Retinal blood vessel detection using frequency analysis and local-mean-interpolation filters

Abstract
Unlike the existing automatic retinal blood vessel detection methods in which the vessels are detected by edge detection, thresholding or both (such as successive local probing) in the spatial domain, this paper presents a frequency-domain approach to the vessel detection problem.

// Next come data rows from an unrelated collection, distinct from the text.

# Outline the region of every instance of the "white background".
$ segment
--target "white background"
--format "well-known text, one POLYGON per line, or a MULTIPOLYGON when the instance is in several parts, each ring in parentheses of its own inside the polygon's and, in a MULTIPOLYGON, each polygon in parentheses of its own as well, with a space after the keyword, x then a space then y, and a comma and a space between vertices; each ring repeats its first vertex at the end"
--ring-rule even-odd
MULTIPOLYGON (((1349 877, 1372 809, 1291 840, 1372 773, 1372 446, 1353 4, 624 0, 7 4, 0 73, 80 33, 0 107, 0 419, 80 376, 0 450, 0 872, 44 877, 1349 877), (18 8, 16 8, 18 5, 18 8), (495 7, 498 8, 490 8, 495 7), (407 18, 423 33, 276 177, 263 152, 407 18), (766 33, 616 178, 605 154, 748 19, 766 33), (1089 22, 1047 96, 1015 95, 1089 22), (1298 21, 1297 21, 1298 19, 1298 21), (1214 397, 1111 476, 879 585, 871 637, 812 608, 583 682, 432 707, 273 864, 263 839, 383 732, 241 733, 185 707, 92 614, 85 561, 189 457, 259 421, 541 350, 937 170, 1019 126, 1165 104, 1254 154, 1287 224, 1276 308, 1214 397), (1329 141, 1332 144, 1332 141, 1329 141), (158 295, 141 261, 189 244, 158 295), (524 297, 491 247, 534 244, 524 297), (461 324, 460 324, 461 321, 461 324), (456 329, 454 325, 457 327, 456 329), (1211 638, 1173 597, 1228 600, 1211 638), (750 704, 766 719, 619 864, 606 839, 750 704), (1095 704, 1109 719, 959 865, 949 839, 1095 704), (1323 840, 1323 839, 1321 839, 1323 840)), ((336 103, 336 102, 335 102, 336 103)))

By having a frequency-domain analysis of the vessel signals, we found that the vessel signals between 0.1 and 0.25 on the normalized frequency scale showed a relatively high signal-to-noise ratio, and thus could be filtered out from the other image signals by using a band-pass filter. Instead of using a conventional digital filter, a band of Local-Mean-Interpolation (LMI) filters were employed. They provide not only the function of a band-pass filter that is needed, but also a number of desirable features from practical point of view, such as easy to implement, computationally fast, and high filtering performance. Twenty randomly selected color retinal images were used in testing the proposed method. The results showed that the vessel details could be successfully detected by this new method. When compared with the hand-labeled ground-truth segmentation and measured by the Figure of Merit (FOM = true positive/(1+false positive)), it was found that the method achieved an FOM of up to 0.79. As a final note, with some modifications, the method presented may be extended to the automatic detection of vessels (or other features/objects) in other 2D or 3D medical images, such as ultra-sound, CAT, MRI images.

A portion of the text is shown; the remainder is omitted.